The Greek historian Herodot (5th century BC) made her the first known breast cancer patient in history: In “The Histories” Herodot described Atossa´s bleeding lump in her breast and that the Greek slave Democedes excised her tumor.

… had a tumour on her breast after some time it burst; and spread considerably. As long as it was small she concealed it, and from delicacy informed no one of it; when it became dangerous, she sent for Democedes—a famous doctor of medicine—and showed it to him.

Herodot on Atossa´s breast tumor

Democedes is said to have cured her, but historians argue whether that is true or not.

Atossa became the symbol of cancer sufferers: E. g.

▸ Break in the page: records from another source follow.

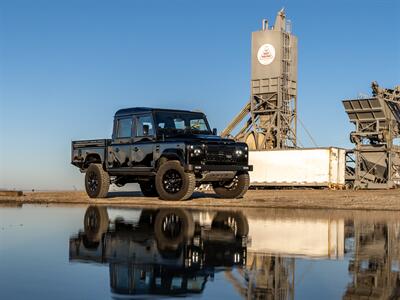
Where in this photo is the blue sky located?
[0,0,400,189]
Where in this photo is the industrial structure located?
[221,9,297,150]
[343,82,400,188]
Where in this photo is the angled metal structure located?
[343,82,400,188]
[221,9,297,150]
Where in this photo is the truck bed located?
[72,139,111,150]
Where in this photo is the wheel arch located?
[156,149,185,169]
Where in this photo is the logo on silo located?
[257,44,275,66]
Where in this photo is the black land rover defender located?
[71,108,252,200]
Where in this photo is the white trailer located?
[249,147,346,188]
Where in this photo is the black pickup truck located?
[71,107,252,200]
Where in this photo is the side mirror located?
[143,125,149,136]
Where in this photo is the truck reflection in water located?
[69,206,248,296]
[70,206,400,299]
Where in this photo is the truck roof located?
[115,107,203,117]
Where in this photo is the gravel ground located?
[0,189,400,211]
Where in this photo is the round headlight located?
[235,149,243,156]
[193,148,201,155]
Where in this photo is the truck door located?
[131,114,156,168]
[108,116,134,168]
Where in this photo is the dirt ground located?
[0,189,400,211]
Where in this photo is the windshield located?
[155,112,211,135]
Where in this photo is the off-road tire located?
[139,180,158,197]
[213,173,250,199]
[154,208,195,252]
[156,160,196,200]
[85,164,110,198]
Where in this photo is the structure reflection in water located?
[70,206,400,299]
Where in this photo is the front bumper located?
[185,164,253,172]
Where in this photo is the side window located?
[136,115,154,137]
[117,118,132,138]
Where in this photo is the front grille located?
[206,145,236,164]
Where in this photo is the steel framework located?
[343,82,400,188]
[221,10,297,150]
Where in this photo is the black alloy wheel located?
[162,169,183,194]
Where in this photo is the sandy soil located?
[0,189,400,211]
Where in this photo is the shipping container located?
[249,147,346,188]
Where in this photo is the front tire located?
[213,173,250,199]
[85,164,110,198]
[156,160,196,200]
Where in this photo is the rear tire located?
[139,180,158,197]
[156,160,196,200]
[85,164,110,198]
[213,173,250,199]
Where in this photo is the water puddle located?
[0,206,400,299]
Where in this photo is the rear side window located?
[117,118,132,138]
[136,115,154,137]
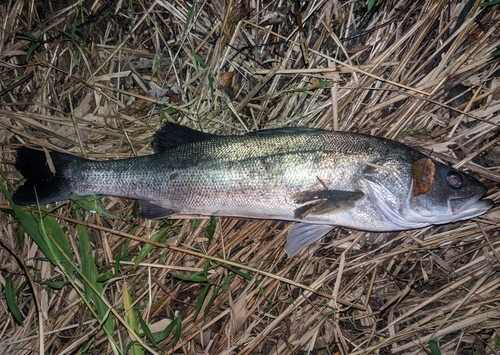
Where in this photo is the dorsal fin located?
[247,127,320,136]
[153,122,216,153]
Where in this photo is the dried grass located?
[0,0,500,354]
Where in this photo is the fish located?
[13,123,493,258]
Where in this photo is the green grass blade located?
[75,209,114,334]
[134,228,167,270]
[5,275,24,325]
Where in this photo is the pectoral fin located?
[285,223,335,259]
[139,200,175,219]
[292,190,365,218]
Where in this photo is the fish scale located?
[14,123,492,256]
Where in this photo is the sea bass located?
[14,123,493,257]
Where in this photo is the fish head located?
[406,158,493,224]
[365,156,493,230]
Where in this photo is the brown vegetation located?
[0,0,500,354]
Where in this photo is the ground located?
[0,0,500,354]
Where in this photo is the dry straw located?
[0,0,500,354]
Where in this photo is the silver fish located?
[14,123,493,257]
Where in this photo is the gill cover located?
[364,156,492,229]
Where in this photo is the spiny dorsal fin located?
[153,122,216,153]
[247,127,321,136]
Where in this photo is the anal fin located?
[139,200,175,219]
[285,223,335,259]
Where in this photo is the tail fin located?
[13,148,81,206]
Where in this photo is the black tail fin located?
[13,148,81,206]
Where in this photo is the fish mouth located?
[449,194,493,218]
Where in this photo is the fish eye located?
[446,172,462,189]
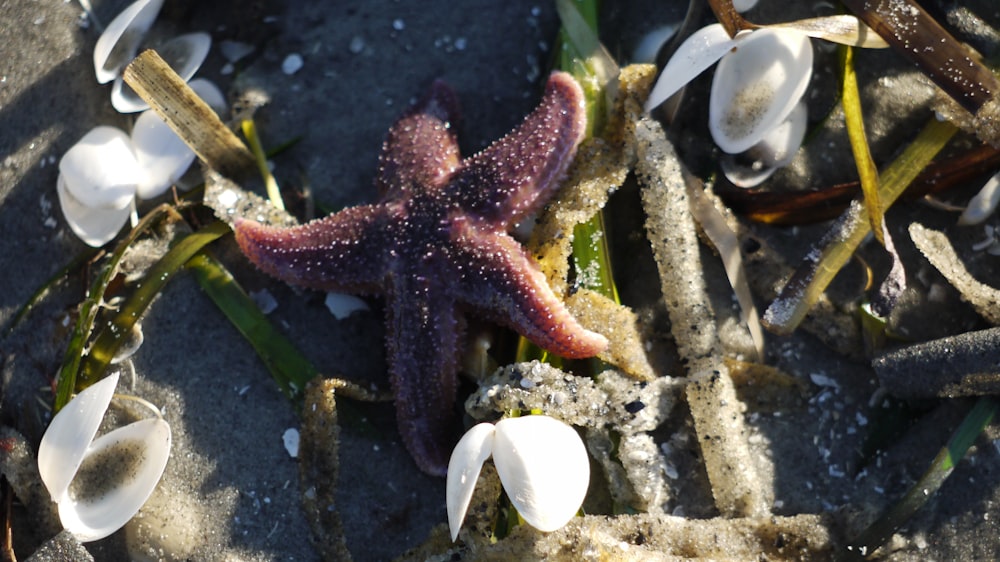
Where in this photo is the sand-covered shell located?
[132,109,194,199]
[719,101,809,187]
[38,374,171,542]
[708,29,813,154]
[94,0,163,84]
[447,416,590,540]
[56,126,140,247]
[645,23,750,111]
[111,32,212,113]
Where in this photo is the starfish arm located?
[449,72,587,230]
[453,220,608,359]
[233,205,388,293]
[375,80,461,200]
[386,270,462,476]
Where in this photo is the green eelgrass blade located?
[839,45,885,246]
[516,0,619,366]
[763,114,958,335]
[186,251,319,406]
[848,396,1000,557]
[68,222,230,400]
[4,248,100,336]
[240,119,285,211]
[53,204,188,412]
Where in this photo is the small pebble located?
[281,53,303,76]
[281,427,299,459]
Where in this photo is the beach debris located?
[111,32,212,113]
[465,361,684,513]
[958,172,1000,226]
[872,328,1000,400]
[38,373,171,542]
[636,118,773,517]
[645,23,813,187]
[909,222,1000,326]
[94,0,212,113]
[446,415,590,541]
[94,0,163,84]
[719,100,809,187]
[323,293,369,320]
[708,29,813,154]
[56,80,225,247]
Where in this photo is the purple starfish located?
[235,73,608,476]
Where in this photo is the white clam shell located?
[94,0,163,84]
[958,173,1000,226]
[719,101,809,187]
[56,174,132,248]
[132,109,194,199]
[38,372,171,542]
[445,423,496,541]
[493,416,590,532]
[59,418,171,542]
[59,126,139,209]
[645,23,750,111]
[38,372,118,503]
[111,32,212,113]
[709,29,813,154]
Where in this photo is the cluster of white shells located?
[446,415,590,540]
[56,0,226,247]
[646,24,813,187]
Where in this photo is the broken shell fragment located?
[719,101,809,187]
[645,23,750,111]
[708,29,813,154]
[56,174,132,248]
[958,172,1000,226]
[94,0,163,84]
[445,423,496,541]
[38,373,171,542]
[56,126,140,248]
[447,415,590,540]
[132,110,194,199]
[59,418,171,542]
[59,125,138,209]
[111,32,212,113]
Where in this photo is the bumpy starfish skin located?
[235,73,607,475]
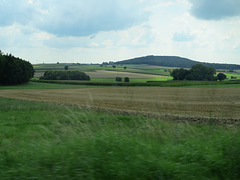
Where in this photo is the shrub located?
[217,73,227,81]
[116,77,122,82]
[124,77,130,82]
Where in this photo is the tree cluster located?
[171,64,217,81]
[40,71,90,81]
[115,56,240,70]
[0,51,34,85]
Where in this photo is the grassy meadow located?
[0,98,240,180]
[0,64,240,180]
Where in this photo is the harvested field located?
[86,70,163,79]
[0,87,240,120]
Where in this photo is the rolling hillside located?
[115,56,240,70]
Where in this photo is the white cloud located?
[0,0,149,36]
[190,0,240,20]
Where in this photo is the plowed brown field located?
[0,87,240,119]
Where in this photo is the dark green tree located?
[0,53,34,85]
[124,77,130,82]
[217,73,227,81]
[116,77,122,82]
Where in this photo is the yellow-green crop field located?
[0,87,240,121]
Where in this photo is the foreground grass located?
[0,98,240,179]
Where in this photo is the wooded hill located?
[115,56,240,70]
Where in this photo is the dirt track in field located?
[0,87,240,119]
[86,70,164,79]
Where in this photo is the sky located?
[0,0,240,64]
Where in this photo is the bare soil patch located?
[86,70,163,79]
[0,87,240,119]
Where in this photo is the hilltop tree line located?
[115,56,240,70]
[171,64,226,81]
[40,71,90,81]
[0,51,34,85]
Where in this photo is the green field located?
[0,98,240,179]
[0,64,240,180]
[34,64,240,82]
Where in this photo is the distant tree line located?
[40,71,90,81]
[0,51,34,85]
[171,64,226,81]
[115,56,240,71]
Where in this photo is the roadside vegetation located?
[0,58,240,180]
[0,51,34,85]
[0,98,240,179]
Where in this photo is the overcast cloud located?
[0,0,240,64]
[190,0,240,20]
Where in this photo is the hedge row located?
[0,51,34,85]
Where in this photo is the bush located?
[0,51,34,85]
[116,77,122,82]
[124,77,130,82]
[217,73,227,81]
[40,71,90,81]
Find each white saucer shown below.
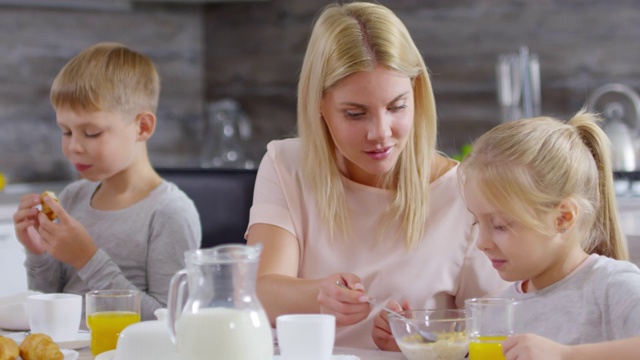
[5,331,91,348]
[60,349,80,360]
[94,350,116,360]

Siddhartha Mukherjee in his book “The Emperor of All Maladies” made her travel through time and encounter different diagnosis and treatments of her breast cancer.

Anne of Austria

Portrait by Peter Paul Rubens (~ 1620)

In November 1664 Anne of Austria, queen mother of the French King Louis XIV, who you might know from “The Three Musketeers”, discovered a lump in her left breast and consulted physicians. The court physicians diagnosed incurable breast cancer.

… that having seen cancers in the nuns of Val-de-Grâce, who had died all rotten, she had always had a horror of this disease, so terrible to her imagination.

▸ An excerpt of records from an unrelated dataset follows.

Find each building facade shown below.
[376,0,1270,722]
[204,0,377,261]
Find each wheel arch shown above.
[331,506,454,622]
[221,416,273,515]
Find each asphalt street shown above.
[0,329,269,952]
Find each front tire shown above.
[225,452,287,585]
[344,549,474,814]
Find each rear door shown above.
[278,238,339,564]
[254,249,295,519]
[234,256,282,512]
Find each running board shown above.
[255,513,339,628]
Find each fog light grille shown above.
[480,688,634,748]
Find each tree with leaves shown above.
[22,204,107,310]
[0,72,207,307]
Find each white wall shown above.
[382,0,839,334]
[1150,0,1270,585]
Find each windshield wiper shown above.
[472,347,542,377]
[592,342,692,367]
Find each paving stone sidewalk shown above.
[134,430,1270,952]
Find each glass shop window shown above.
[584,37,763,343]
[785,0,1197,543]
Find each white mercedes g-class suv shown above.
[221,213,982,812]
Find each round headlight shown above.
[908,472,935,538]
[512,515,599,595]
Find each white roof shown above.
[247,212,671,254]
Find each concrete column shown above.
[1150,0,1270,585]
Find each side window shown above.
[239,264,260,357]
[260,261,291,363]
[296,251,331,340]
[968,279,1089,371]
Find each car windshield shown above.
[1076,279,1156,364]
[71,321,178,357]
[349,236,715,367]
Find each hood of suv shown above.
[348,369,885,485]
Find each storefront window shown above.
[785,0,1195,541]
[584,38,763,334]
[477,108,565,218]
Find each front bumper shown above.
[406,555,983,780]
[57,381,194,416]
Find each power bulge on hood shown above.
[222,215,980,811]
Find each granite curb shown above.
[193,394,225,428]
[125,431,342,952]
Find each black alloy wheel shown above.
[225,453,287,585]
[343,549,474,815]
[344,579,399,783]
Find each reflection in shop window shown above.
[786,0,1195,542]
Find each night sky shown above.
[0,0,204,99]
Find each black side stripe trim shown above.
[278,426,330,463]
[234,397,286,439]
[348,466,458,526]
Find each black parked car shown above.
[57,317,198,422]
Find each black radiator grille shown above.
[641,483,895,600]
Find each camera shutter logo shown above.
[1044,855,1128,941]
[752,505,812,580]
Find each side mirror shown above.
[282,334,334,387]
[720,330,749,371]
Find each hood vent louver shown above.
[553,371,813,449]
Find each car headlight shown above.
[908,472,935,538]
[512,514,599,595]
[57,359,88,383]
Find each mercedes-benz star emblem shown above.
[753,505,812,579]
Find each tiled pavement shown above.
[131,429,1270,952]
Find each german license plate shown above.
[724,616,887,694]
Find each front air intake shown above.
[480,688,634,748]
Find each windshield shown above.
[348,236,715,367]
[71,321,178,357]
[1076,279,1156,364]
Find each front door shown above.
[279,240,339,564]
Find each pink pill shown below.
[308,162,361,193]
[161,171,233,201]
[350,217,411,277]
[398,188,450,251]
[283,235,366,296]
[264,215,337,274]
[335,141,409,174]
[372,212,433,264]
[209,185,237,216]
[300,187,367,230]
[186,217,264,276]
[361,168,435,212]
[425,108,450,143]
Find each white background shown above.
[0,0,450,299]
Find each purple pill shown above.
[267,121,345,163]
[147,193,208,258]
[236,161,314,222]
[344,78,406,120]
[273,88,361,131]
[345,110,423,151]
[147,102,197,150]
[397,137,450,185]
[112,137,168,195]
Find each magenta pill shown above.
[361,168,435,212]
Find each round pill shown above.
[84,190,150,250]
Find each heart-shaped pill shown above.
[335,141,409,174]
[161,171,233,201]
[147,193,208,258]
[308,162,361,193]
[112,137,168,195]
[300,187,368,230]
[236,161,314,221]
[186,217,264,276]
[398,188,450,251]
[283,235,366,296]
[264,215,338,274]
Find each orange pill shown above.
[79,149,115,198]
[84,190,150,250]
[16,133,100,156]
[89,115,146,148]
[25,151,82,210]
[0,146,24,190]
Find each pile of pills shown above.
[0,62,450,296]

Anne of Austria, on breast cancer

Anne´s fear is highly understandable considering the 17th century treatment of cancer: based on humorism focusing on bloodletting, ematics and laxatives and the upcoming full amputation of the breast, called mastectomy. This procedure was performed without anaesthetics till the late 19th century.

Breast cancer surgery in the 18th century

Like many women of her time – and unfortunately some do so till today – Anne felt shame and embarrassment due to her disease. That is why she kept her diagnosis a secret, quietly endured her pain and just told her close friend Madame de Motteville. De Motteville´s memoirs offer a unique insight into the Queen’s feelings.

Anne´s “treatment”

It started with bloodletting, purging and hemlock ointments to relieve the pain. As her condition did not change a “secret remedy” of belladonna and burnt lime was used. In August 1665 she got worse and suffered from further tumors and regular fever. An arsenic paste was applied to the tumour and the diseased tissue was cut out with a razor.

she felt he was destined not to cure her, but to be her executioner.

The breast cancer treatment of Anne of Austria

Anne died in January 1666 as all the treatments failed. At that time the cancer had spread on her arms, shoulders and neck. The tumors ulcerated, discharged black smelly fluids. A horror for the kings mother. She found her only relief in her trust in God.

Queen Elizabeth The Queen Mother (1900-2002)

Portrait by Richard Stone in 1986

On the 30th July 1984, The Queen Mother went to the hospital to get the carcinoma of the breast excised by William Slack, Sergeant-Surgeon of the Queen. On the 2nd August she could already go home and celebrate her 84th birthday.

The public was told that she had to undergo 3 days of hospitals test and was in “very good health”.

The Queen Mother´s treatment shows that breast cancer surgeries have become less invasive and dangerous. Furthermore, the chance of surviving and recovering quickly increased.


The stories of Atossa, Anne of Austria and The Queen Mother point out that there had been many advances in the diagnosis, prognosis and treatment of breast cancer. But there is still a long way till cancer is cured.

Early detection and treatment stay the best defense against breast cancer. That is why I want to highlight the importance of self-examination:


This video explains how to perform a self-examination of your breasts:

Please, include self-examination into your routine as it can save your life.

P. s. love you, granny, and miss you every single day!!!